Personal information
- Full name: Frederick Ridgway
- Born: 10 August 1923 Stockport, Cheshire
- Died: 26 September 2015 (aged 92) Maidstone, Kent
- Batting: Right-handed
- Bowling: Right-arm fast-medium
- Role: Bowler

International information
- National side: England;
- Test debut (cap 365): 2 November 1951 v India
- Last Test: 6 February 1952 v India

Domestic team information
- 1946–1961: Kent
- 1951–1952: MCC

Career statistics
| Competition | Test | First-class |
| Matches | 5 | 341 |
| Runs scored | 49 | 4,081 |
| Batting average | 8.16 | 11.00 |
| 100s/50s | 0/0 | 0/9 |
| Top score | 24 | 94 |
| Balls bowled | 793 | 56,616 |
| Wickets | 7 | 1,069 |
| Bowling average | 54.14 | 23.74 |
| 5 wickets in innings | 0 | 41 |
| 10 wickets in match | 0 | 6 |
| Best bowling | 4/83 | 8/39 |
| Catches/stumpings | 3/– | 234/– |
- Source: CricInfo, 7 January 2009

= Fred Ridgway =

English cricketer

Frederick Ridgway (10 August 1923 – 26 September 2015) was an English professional cricketer who played in five Test matches for the England cricket team on the 1951–52 tour of India. Ridgway played county cricket as a fast bowler for Kent County Cricket Club between 1946 and 1961.

==Life and career==
Ridgway was born at Stockport in Cheshire on 10 August 1923. As a county cricketer, Ridgway, although not appearing a likely successful pace bowler because of his slight build, was the mainstay of Kent County Cricket Club's opening attack for a decade after World War II, except on the rare occasions that Jack Martin could get away from business. Ridgway did not play regularly in 1946, but the following year he jumped into prominence with 12 for 86 on a rain-affected pitch against Yorkshire.

Though in 1948 he was badly affected by injury, 1949 proved to be Ridgway's best year, for he took 105 wickets for 22.88 runs each, which ranked him as the fourth-best pace bowler in the country after Bedser, Gladwin and Les Jackson. Ridgway's most notable performance was on the featherbed Trent Bridge wicket, where he took six for 79 in the first innings, and paved the way for an easy Kent victory. Apart from teammate Doug Wright in the second innings, no visiting bowler at Trent Bridge bettered those figures all year, but Ridgway's most notable feat that year was his striking consistency: with only one haul of eight or more in a match he still took 90 wickets in 20 county games. Moreover, playing against Sussex, Ridgway "shared in a record partnership of 161 for the ninth wicket" with Brian Edrich. This partnership, just under half the total of 379, was made in a losing cause.

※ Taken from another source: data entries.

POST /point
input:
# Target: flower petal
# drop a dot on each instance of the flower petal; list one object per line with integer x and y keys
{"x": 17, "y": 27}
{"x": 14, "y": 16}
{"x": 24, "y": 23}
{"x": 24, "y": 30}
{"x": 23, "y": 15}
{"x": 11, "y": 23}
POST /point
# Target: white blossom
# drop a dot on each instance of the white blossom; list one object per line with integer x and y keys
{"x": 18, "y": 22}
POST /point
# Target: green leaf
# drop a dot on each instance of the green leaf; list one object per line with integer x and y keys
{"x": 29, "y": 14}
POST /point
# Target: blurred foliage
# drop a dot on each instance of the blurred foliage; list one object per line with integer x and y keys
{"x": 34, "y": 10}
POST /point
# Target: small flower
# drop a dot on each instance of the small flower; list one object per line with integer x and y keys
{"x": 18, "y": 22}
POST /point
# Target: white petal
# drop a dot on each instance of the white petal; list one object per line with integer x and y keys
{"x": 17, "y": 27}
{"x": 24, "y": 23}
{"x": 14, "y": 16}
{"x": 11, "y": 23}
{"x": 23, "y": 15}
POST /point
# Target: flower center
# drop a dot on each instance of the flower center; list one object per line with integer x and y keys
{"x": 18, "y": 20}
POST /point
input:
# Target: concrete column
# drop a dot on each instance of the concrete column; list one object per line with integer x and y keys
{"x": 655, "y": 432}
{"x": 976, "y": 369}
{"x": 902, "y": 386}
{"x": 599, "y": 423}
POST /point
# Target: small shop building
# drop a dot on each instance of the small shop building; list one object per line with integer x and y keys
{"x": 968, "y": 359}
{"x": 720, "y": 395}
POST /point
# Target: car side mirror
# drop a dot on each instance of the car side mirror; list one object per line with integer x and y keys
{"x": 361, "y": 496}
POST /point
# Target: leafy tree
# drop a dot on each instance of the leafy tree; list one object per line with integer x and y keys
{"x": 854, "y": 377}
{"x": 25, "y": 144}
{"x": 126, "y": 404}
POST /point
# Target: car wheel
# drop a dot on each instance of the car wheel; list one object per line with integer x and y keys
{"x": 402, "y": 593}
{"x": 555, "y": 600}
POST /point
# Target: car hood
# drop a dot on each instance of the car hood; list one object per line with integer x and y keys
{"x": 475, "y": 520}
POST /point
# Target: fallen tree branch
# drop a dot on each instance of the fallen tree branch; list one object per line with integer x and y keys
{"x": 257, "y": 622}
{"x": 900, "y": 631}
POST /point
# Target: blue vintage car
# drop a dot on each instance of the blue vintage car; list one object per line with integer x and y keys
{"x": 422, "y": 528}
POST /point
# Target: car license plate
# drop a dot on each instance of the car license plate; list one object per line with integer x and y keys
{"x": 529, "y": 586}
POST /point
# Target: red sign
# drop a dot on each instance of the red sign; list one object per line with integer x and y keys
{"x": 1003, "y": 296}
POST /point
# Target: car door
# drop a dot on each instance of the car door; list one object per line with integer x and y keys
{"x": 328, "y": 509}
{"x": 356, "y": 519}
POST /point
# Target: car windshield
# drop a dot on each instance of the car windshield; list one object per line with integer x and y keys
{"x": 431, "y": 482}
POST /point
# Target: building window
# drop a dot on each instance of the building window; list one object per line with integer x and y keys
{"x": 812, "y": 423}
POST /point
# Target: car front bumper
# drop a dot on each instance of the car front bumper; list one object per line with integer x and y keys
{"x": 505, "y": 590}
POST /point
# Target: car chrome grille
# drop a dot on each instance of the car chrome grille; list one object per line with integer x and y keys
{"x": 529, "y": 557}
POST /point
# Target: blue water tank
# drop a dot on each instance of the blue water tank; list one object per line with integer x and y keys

Although Ridgway did not play in any of the Tests that year, he was regarded as a contender for honours but, in 1950, injury again took its toll. Career-best figures of eight for 39, however, against Nottinghamshire at the tail end of the season, were followed by an impressive 1951, where he took over 90 wickets. With Alec Bedser amongst others declining to tour India, Ridgway was a natural choice. He was one of seven players who made their Test debut on that trip where he opened the bowling with Brian Statham. Ridgway took 41 wickets at an average of 26.04 in 16 first-class matches on the tour, but only seven wickets at 54.14 in the five Tests.

Injury again troubled him in 1952 and 1955, and he did not return to his best form until 1956, when support at last coming from David Halfyard, Ridgway took 82 wickets and, two years later, had his second-highest aggregate with 98 wickets at 14.26 runs, lifting Kent to their highest County Championship position since 1947. Injuries again restricted him severely in 1959 and 1960, after which he retired from first-class cricket.

==Football==
Ridgway was also a footballer, playing as a semi-professional in the post war period for Ramsgate F.C. in the Kent League.

==Later life==
Ridgway lived in retirement in Barming, Maidstone, Kent. He died on 26 September 2015 at the age of 92.